Morphological evidence of muscular connections between contiguous pulmonary venous orifices: relevance of the interpulmonary isthmus for catheter ablation in atrial fibrillation.

Cabrera JA, Ho SY, Climent V, Fuertes B, Murillo M, Sánchez-Quintana D.

Heart Rhythm. 2009 Aug;6(8):1192-8.

Arrhythmias Unit, Department of Cardiology, Hospital-Quirón, Universidad Europea de Madrid, Spain.

BACKGROUND: Electrophysiological studies in patients with atrial fibrillation demonstrated the presence of electrical conduction between superior and inferior left pulmonary veins (PVs) that makes electrical disconnection of individual PVs difficult. Anatomically, the prevalence, sizes, and locations of the interpulmonary connections have not been investigated systematically.

METHODS: We retrieved 112 PVs from 28 patients who died from noncardiac causes (43 +/- 13 years, 17 males).
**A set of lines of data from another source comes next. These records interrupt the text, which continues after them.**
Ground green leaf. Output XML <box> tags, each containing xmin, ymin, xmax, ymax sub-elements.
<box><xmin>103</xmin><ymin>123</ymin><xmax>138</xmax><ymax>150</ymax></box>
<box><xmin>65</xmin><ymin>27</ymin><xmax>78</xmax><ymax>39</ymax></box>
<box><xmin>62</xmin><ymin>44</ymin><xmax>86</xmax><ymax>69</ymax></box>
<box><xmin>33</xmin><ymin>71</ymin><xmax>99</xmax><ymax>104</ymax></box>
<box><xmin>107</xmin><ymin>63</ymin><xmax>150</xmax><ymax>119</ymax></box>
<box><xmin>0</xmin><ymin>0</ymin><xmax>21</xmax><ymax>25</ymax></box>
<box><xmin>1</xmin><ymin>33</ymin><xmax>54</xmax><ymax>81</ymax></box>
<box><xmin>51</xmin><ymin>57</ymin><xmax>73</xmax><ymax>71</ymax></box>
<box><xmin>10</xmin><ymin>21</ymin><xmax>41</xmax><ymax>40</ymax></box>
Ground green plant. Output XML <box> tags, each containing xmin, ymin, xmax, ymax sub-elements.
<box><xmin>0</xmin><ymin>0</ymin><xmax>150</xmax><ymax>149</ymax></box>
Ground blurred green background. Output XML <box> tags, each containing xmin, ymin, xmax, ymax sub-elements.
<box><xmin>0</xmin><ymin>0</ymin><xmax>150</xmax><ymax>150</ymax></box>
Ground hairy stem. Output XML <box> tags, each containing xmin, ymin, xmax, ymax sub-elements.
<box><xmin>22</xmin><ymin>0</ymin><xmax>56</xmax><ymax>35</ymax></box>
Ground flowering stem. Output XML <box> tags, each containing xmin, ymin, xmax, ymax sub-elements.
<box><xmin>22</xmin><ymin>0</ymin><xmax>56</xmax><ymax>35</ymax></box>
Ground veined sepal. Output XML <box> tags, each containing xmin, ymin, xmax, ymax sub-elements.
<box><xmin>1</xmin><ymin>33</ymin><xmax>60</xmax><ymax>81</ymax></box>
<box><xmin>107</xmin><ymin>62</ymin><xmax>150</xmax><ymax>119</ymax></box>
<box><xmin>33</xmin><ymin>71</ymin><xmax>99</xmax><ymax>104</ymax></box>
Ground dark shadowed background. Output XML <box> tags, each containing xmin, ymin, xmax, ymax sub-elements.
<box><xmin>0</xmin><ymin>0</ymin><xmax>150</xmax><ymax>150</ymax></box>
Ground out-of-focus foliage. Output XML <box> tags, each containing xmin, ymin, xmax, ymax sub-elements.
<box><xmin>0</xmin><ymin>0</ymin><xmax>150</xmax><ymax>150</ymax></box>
Dissections of subepicardial myocardial strands at the venoatrial junctions were made in 10 hearts, and histological sections were made in the remaining 18 hearts.

RESULTS: We found histological variations in the muscular width of the interpulmonary isthmus between ipsilateral left and right PVs (2.7 +/- 0.5 mm vs 1.7 +/- 0.5 mm; P <.05). Histologic sections of 15 hearts revealed myocardial strands 0.2-3.5 mm thick crossing obliquely at the left isthmus in 53%, at the right isthmus in 33%, and at both isthmuses in 14% of hearts to connect with the myocardial sleeves of adjacent veins. In 40% of hearts there were additional direct bridges connecting the anterior or posterior walls of the veins. The crossing myocardial strands were at the epicardial (27% of hearts), subendocardial (53% of hearts), and both (20%) aspects of the PV wall. The mean distance between the endocardium of the interpulmonary isthmus to the muscular connections was 2.5 +/- 0.5 mm in the left-sided PVs and 1.5 +/- 0.5 mm in the right-sided PVs.

CONCLUSIONS: Crossing myocardial strands and bridges at the interpulmonary isthmus may be the anatomical substrate for electrical connection between superior and inferior PVs and may have implications for local PV isolation in patients with atrial fibrillation.